Prooving an inequality in thermodynamics

Question

While solving an exercise in thermodynamics, trying to prove the entropy increased for some configuration, I reduced my problem to the following:

$$ \Delta S = T_{final}^{1/2} - \frac{T_1^{1/2} + T_2^{1/2}}{2}, T_{final} = \Big( \frac{T_1^{3/2} + T_2^{3/2}}{2} \Big)^{2/3} $$ Where $T_1 , T_2$ are real positive numbers such that $T_1 > T_2 > 0$, and I wish to prove that $\Delta S$ is greater than $0$.

I have tried using $L_p$ norms and inequalities such as Hölder and Minkowski inequality or triangle inequality but nothing worked for me.
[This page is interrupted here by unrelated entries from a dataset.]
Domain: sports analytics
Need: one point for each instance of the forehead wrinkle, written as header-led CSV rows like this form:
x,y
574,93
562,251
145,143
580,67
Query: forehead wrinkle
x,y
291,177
I tested this inequality numerically and as far as I can tell it holds up.

Answer 1

For $p\not=0$, let $M_p(x,y)=(x^p+y^p)^{1/p}$ with $x,y>0$ then, by the power mean inequality, if $p\geq q$ then $$M_{p}(x,y)\geq M_{q}(x,y).$$ Equality holds if and only if $x=y$.

Therefore, for $T_1 > T_2 > 0$, $$\Delta S=\Big( \frac{T_1^{3/2} + T_2^{3/2}}{2} \Big)^{1/3} - \frac{T_1^{1/2} + T_2^{1/2}}{2}=M_{3/2}(T_1,T_2)^{1/2}-M_{1/2}(T_1,T_2)^{1/2}>0.$$

Answer 2

Consider $$\Delta S = \Bigg( \frac{T_1^{3/2} + T_2^{3/2}}{2} \Bigg)^{1/3} -\Bigg( \frac{T_1^{1/2} + T_2^{1/2}}{2}\Bigg)$$

Let $T_2=k^2 \,T_1$ with $(0 < k < 1)$ which gives $$ \frac 2 {\sqrt{T_1}} \Delta S = \sqrt[3]{4(k^3+1)}-(k+1)$$ and the rhs is always positive (decreasing from $[2^{2/3}-1]$ to $0$) and its derivative does not cancel in the range.